In the last decade, impressive progress has been made in understanding the genetics of CLL/SLL through the development of new diagnostic tests for CLL/SLL. Investigators have identified mutations or measurable factors in the bloodstream thought to be of value in predicting how the disease will behave. Having found the same abnormalities in many CLL/SLL patients, and observing the course of their disease, scientists establish "prognostic factors." The ultimate value of new prognostic tests for determining treatment is not yet clear. Future and ongoing clinical trials are being conducted to determine whether patients at high risk for disease progression actually benefit from early treatment intervention. A person, for example, with early stage CLL/SLL that is demonstrating several unfavorable risk factors may wish to participate in clinical trials designed to measure the benefit of early treatment with chemotherapy in combination with immunotherapy.

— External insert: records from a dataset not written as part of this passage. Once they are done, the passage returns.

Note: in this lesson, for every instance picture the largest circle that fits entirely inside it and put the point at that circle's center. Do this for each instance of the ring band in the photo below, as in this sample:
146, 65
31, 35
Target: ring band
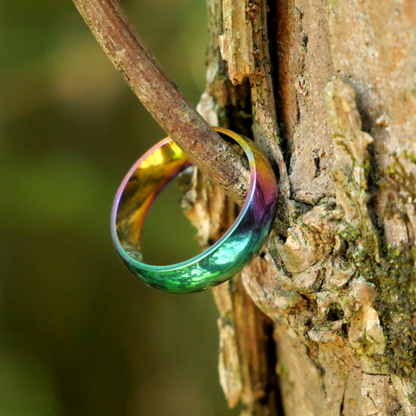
242, 241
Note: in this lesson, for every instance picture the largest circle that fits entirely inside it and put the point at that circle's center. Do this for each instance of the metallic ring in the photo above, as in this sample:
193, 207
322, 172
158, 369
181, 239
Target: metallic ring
242, 241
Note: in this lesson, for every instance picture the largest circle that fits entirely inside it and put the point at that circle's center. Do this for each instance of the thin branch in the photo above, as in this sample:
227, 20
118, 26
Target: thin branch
162, 98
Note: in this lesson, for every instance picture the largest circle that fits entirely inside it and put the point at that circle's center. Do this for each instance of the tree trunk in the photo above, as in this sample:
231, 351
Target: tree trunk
323, 321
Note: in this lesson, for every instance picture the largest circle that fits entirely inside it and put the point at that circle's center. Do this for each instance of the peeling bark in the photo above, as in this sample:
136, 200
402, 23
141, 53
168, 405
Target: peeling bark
336, 280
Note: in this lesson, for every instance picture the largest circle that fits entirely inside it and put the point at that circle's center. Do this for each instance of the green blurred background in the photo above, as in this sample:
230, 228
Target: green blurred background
79, 335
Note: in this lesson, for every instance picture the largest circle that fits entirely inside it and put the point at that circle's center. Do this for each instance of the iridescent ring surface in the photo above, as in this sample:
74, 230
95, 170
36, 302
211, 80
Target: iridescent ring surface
242, 241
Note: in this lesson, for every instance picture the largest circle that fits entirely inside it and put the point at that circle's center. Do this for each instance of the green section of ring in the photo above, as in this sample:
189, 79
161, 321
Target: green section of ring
222, 260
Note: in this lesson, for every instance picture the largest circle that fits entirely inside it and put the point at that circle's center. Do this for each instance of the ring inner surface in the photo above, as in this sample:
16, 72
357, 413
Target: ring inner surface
151, 173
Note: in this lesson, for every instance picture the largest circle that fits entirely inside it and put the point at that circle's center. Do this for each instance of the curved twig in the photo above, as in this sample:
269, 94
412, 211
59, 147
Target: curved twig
162, 98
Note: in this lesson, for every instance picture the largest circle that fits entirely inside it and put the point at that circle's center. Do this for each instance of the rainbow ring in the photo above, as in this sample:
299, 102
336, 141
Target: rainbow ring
222, 260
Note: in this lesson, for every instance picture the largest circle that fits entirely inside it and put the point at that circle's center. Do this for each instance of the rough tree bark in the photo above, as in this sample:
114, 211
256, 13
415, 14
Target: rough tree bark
323, 321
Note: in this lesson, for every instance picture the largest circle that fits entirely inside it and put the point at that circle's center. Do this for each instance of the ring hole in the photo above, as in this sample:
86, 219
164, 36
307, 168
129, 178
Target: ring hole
167, 236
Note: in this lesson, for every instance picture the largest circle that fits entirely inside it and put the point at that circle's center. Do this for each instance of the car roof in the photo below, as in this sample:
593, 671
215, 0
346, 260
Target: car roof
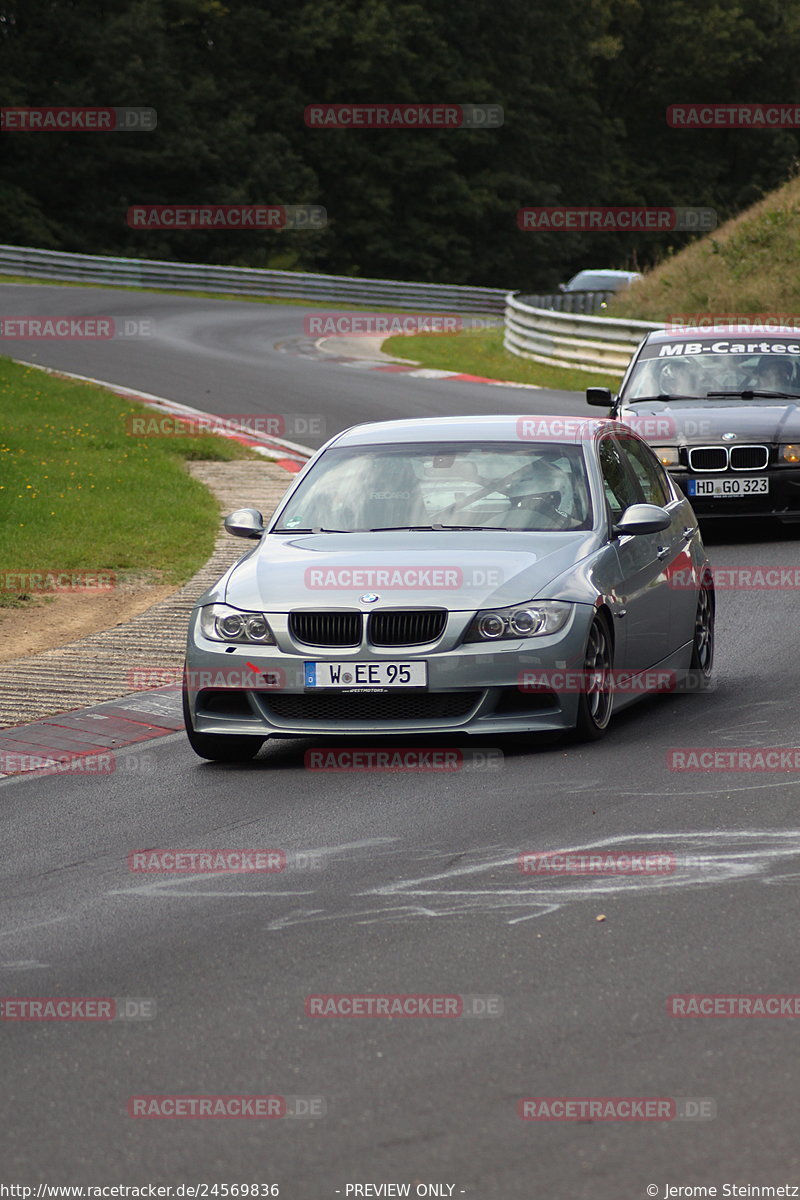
551, 427
704, 334
612, 271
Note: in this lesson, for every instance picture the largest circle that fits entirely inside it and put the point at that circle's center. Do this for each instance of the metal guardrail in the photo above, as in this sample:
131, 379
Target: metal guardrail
589, 303
567, 340
48, 264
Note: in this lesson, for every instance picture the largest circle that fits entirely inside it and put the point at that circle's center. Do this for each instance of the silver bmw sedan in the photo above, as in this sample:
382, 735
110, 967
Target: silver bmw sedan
453, 575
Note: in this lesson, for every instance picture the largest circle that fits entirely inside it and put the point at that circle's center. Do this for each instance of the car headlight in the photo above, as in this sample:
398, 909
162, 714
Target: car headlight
535, 619
666, 455
222, 623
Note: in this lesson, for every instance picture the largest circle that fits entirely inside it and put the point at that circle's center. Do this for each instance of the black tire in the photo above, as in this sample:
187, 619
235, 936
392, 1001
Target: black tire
595, 703
220, 747
702, 661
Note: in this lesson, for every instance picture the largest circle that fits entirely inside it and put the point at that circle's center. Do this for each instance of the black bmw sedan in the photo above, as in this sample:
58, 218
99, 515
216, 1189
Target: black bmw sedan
721, 408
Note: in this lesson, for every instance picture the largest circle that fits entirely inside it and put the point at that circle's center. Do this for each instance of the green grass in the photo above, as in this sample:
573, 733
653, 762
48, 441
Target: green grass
78, 493
208, 295
481, 352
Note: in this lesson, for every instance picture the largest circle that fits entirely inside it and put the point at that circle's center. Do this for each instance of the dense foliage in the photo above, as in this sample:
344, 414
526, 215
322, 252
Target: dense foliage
584, 85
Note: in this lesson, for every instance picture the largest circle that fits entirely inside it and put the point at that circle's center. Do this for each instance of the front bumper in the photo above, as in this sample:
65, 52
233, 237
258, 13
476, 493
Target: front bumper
781, 501
471, 689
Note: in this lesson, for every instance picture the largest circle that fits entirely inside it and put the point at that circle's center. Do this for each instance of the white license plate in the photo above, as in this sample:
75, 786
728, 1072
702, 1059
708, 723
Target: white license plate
728, 486
366, 675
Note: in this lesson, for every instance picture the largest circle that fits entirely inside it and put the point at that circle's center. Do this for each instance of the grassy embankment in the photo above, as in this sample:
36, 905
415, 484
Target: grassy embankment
77, 492
750, 265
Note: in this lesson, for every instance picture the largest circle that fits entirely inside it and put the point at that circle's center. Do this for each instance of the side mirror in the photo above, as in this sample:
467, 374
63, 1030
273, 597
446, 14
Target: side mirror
643, 519
600, 396
245, 523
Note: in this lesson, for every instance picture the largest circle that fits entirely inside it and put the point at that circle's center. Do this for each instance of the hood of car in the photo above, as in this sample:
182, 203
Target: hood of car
458, 570
687, 424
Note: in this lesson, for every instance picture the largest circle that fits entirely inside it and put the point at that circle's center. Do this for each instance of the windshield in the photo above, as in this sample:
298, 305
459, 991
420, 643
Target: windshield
729, 366
443, 486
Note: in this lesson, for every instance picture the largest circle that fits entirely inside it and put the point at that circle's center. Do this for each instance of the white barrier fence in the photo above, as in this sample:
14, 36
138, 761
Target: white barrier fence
601, 345
48, 264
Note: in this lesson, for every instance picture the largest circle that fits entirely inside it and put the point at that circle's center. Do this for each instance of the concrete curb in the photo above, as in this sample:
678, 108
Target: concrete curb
101, 667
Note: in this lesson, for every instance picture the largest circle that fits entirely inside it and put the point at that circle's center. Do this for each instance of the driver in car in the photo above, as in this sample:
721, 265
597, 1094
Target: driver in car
678, 379
541, 499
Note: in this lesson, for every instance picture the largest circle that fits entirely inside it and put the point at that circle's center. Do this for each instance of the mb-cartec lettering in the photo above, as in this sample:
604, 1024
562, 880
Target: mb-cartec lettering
678, 348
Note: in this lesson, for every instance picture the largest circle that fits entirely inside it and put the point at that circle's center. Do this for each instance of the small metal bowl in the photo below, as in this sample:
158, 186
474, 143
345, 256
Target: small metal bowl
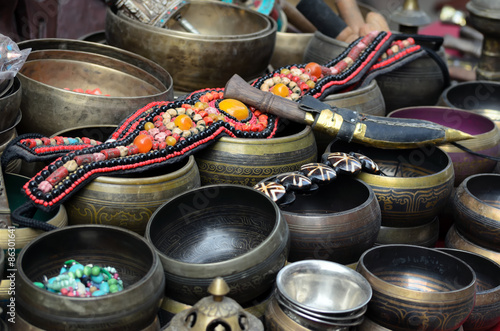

FISH (fluorescent in-situ hybridization) is a new and useful technique for looking at chromosomal abnormalities, which reflect gene abnormalities. Chromosomes 11, 12, 13 and 17 are of particular interest. Of importance is the presence of the p53 gene, which has an effect on regulating cell death (apoptosis). Hematologists pay particular attention to aberrations (variations from the norm) in the 17th chromosome where the p53 gene is located, since the normal function of p53 is important for the response to chemotherapy.
The mutational status of a gene known as IgVH helps predict how quickly a person with CLL/SLL might progress. Every B-cell rearranges its genes to make specific antibodies to a particular target (antigen) which, for instance, may be on a bacteria. When CLL/SLL is derived from cells that undergo the change to make antibodies (mutated genes), an individual will have a more indolent (slow-growing) course of disease. A person with un-mutated (unchanged) IgVH will likely have a more progressive and/or aggressive disease than those with the mutated gene.
ZAP-70 is a substance involved with cell activation. Researchers have found that the leukemic cells that have ZAP-70 seem to progress faster than those leukemic cells that do not have ZAP-70.
CD-38 is a protein antigen attached on the outside of leukemia cells. The presence of CD-38 suggests a faster progression, but scientists still do not completely understand why CD-38 plays a role in CLL/SLL.
As scientists continue to research how CLL/SLL occurs and progresses, they will continue to develop a better understanding of these factors. Many patients get very anxious about their “progression status” and worry about what this will mean and how long it will be before they need treatment. It is important to remember that at this time most hematologists/oncologists decide when to start treatment for CLL/SLL patients based on the clinical (classical) Rai staging, not novel/molecular prognostic factors. Treatment initiation is thus never based on these markers/factors, although they may impact how patients are ultimately treated.